There was a time when Cailloux was nationally hailed and locally canonized. His New Orleans funeral had the feel of a massive civil rights protest, perhaps the largest the country had ever seen to that point in time, according to his biographer Stephen J. Ochs. For more than a mile, on a sweltering day in late July 1863, Black New Orleanians thronged Esplanade Avenue under a cloudless sky to witness the funeral cortege carrying Cailloux’s remains to the Bienville Street cemetery. Over thirty Black mutual aid societies joined the procession.[3]
In the words of Ochs, it was a heartfelt tribute to the “first black warrior-hero in the Civil War.” Cailloux could lay claim to other important firsts: in September 1862, his commission as one of the first Black officers in the history of the United States Army. But it was his outsize role in the first significant battle in which Black soldiers went on the offensive that truly sets him apart. It is what makes him not just a Black hero, but an American hero, indeed, a saved-the-country hero and thus worthy of the highest honor accorded members of the armed forces, then and now.
In a year filled with momentous tipping points—a federal victory at Gettysburg; the capture of Vicksburg and Port Hudson and the opening of the Mississippi to Union control—Cailloux’s valor, and that of the Black troops he led in battle, electrified northern opinion and gave federal race policy a strong jolt.
Before Port Hudson, Black soldiers were recruited grudgingly and routinely sidelined digging trenches and latrines.

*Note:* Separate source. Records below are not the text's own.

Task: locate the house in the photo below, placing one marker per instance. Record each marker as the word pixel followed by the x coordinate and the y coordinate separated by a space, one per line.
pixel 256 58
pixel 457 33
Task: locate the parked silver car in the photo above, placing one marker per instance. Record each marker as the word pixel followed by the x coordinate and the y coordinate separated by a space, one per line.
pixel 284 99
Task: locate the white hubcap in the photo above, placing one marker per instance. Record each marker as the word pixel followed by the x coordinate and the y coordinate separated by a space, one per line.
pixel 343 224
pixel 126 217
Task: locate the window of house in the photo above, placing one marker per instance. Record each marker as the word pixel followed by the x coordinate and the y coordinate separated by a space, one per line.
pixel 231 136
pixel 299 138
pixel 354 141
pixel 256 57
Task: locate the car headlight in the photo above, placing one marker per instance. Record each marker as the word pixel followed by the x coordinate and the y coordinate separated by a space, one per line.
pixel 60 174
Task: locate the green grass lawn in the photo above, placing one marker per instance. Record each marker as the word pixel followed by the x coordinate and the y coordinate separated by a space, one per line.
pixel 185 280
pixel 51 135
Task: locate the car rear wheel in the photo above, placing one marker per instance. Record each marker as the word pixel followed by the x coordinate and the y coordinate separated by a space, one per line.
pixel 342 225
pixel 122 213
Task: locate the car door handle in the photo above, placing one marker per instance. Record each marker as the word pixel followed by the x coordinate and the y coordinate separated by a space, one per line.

It was said that they weren’t manly, that they would cut and run when the fighting got hot. It was a lie. On numerous occasions they repelled Confederate surprise attacks. But that was while fighting for their lives on defense, so the libel lived on. What happened that May morning on one of the Mississippi’s signature hairpin turns vanquished the slander. The mobilization of Black soldiers shifted into a different gear. They weren’t universally sidelined guarding railroad spurs any longer. Growing numbers saw front line combat.